Le donne borana considerano però un privilegio il loro legame con i propri figli. Fin dal momento del parto questa unione è di un’intimità assoluta. Esse non usufruiscono dei servizi ospedalieri, ma nella maggior parte dei casi partoriscono aiutate da una levatrice.
Il luogo del parto è tutt’altro che casuale, la casa infatti non rappresenta soltanto l’ambiente muliebre per eccellenza, ma per una sapiente e studiata orchestrazione simbolica diventa concreta rappresentazione simbolica del corpo femminile come descrive Marco Bassi: “La casa, la cui forma semicircolare o circolare richiama il ventre tondeggiante della donna incinta, è identificata con la donna, per cui la fiamma è anche energia vitale della donna in quanto madre sociale.” A ribadire ulteriormente il nesso tra maternità e spazio privato è l’usanza della segregazione della puerpera e del neonato per la durata di sette settimane. Si tratta di una fase liminale obbligatoria prima che il bambino faccia il suo ingresso ufficiale nella società degli uomini, di un periodo di totale intimità e simbiosi tra madre e bambino, protetti dal “grembo caldo e sicuro” della casa. Le madri Borana vivono da sole per sette settimane con il bimbo , durante le quali viene loro proibito di uscire dalla capanna, se non in casi eccezionali, e di avere rapporti con il marito. Il piccolo Borana, inoltre, impara presto a succhiare il latte dal seno materno durante la notte, senza neanche svegliare la madre.”

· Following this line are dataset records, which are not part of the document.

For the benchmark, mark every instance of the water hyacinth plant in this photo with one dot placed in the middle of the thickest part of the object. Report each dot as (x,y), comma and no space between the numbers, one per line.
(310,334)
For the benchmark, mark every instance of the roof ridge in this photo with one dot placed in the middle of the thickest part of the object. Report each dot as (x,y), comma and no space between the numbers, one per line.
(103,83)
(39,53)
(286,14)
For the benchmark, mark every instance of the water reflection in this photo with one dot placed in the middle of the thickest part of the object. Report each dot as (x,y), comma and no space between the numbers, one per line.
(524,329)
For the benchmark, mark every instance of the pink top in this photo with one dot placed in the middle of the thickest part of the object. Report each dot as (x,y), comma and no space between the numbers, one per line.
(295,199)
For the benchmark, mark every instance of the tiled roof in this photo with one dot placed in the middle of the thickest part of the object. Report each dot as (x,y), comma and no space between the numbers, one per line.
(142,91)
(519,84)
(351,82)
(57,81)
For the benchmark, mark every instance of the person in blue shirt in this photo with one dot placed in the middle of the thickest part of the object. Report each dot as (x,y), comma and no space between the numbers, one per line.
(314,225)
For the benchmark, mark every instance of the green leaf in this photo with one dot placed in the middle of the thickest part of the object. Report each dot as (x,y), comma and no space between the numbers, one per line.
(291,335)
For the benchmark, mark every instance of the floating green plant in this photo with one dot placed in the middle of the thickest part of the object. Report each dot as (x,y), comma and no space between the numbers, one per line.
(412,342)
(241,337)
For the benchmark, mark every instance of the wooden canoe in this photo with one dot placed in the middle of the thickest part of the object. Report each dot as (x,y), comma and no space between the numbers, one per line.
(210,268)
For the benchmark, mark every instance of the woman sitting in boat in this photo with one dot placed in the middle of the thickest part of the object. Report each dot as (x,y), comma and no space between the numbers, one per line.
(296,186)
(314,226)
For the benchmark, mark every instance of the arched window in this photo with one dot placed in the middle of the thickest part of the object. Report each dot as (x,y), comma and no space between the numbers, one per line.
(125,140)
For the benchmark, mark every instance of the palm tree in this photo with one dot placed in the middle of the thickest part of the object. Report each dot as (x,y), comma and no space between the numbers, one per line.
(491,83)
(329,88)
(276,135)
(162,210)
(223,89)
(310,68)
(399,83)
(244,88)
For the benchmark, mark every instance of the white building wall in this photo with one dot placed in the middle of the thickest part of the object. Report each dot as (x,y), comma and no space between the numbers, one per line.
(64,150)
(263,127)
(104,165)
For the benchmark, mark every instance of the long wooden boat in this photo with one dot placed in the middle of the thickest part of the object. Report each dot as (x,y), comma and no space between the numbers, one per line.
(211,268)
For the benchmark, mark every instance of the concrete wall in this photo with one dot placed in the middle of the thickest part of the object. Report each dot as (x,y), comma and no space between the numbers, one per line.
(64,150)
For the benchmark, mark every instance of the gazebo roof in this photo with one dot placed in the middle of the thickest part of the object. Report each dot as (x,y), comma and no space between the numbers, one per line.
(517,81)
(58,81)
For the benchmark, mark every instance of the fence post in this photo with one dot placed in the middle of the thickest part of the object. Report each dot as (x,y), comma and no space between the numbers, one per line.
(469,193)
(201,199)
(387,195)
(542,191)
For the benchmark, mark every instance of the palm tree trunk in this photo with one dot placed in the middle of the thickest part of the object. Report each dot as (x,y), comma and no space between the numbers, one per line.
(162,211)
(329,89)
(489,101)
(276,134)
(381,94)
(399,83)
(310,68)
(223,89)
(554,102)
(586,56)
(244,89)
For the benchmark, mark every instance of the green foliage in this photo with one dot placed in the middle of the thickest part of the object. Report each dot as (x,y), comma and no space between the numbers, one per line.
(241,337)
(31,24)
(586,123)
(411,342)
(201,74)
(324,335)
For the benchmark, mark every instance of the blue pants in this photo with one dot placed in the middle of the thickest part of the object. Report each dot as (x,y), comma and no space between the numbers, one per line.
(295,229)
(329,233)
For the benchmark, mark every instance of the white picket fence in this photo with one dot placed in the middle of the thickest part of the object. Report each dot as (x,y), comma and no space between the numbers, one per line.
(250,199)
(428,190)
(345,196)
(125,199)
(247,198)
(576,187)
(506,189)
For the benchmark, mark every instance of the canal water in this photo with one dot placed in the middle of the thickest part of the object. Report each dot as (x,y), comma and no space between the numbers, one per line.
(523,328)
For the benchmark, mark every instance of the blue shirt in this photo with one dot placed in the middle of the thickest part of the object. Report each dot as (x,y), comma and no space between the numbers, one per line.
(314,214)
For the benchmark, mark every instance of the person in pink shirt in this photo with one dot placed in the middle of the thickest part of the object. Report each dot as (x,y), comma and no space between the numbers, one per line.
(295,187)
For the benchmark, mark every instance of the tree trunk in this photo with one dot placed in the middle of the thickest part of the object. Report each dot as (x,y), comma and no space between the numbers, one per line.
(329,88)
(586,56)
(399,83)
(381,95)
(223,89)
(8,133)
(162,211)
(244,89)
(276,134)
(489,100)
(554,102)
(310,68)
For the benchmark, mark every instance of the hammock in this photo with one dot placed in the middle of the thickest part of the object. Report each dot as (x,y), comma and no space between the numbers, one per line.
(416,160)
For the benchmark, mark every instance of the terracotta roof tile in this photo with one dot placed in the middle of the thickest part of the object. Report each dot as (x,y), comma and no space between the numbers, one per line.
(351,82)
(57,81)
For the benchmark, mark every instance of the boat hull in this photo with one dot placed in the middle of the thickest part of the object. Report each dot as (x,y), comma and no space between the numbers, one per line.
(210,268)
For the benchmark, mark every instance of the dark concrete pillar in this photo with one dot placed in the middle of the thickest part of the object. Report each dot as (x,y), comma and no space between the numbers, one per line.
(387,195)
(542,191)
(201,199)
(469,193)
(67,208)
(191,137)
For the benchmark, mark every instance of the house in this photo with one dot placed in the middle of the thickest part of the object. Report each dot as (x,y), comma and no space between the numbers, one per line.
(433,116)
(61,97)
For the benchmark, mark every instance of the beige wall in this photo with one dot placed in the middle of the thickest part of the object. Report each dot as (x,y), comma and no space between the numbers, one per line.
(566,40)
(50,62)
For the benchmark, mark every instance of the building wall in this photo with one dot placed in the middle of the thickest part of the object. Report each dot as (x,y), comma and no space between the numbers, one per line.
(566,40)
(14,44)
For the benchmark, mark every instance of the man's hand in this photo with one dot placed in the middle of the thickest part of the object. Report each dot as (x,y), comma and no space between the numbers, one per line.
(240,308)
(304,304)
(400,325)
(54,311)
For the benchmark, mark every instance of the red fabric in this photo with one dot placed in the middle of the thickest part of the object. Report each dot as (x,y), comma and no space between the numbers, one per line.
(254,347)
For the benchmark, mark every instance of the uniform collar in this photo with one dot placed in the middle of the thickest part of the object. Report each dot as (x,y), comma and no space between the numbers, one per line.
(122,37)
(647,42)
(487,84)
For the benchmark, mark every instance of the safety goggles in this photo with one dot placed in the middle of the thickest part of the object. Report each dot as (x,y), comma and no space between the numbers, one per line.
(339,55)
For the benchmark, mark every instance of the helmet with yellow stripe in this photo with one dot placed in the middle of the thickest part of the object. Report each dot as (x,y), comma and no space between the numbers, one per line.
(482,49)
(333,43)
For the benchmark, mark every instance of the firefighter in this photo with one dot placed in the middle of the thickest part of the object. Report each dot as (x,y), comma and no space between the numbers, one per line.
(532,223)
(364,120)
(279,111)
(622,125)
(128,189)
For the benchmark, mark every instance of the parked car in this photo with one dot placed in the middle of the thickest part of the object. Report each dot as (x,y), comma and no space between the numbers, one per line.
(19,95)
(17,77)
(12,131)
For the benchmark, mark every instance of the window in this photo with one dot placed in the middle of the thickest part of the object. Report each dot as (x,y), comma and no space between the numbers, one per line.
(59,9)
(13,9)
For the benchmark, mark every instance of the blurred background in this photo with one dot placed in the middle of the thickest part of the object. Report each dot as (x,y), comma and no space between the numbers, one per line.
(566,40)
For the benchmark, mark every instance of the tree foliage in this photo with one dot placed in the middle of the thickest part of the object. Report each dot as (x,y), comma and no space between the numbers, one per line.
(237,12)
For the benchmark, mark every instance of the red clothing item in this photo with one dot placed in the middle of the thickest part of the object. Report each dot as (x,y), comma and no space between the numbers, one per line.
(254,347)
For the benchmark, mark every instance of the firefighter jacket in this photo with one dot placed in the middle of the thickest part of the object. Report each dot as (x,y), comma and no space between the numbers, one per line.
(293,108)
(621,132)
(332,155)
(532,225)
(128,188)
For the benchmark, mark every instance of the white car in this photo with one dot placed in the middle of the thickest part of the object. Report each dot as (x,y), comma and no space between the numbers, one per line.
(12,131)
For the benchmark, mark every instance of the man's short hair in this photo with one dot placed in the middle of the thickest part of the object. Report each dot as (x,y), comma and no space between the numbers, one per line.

Grazie mille Chiara per avermi dato la possibilità di raccontare la tua esperienza.
Cosa mi sono portata a casa?
Ho trascorso una piacevole serata con le mie amiche. Ho conosciuto gente speciale che non puoi fare a meno di rivedere e riascoltare; ma soprattutto mi porto a casa la voglia di partire e raggiungere le donne e i bambini di Sololo in Kenya.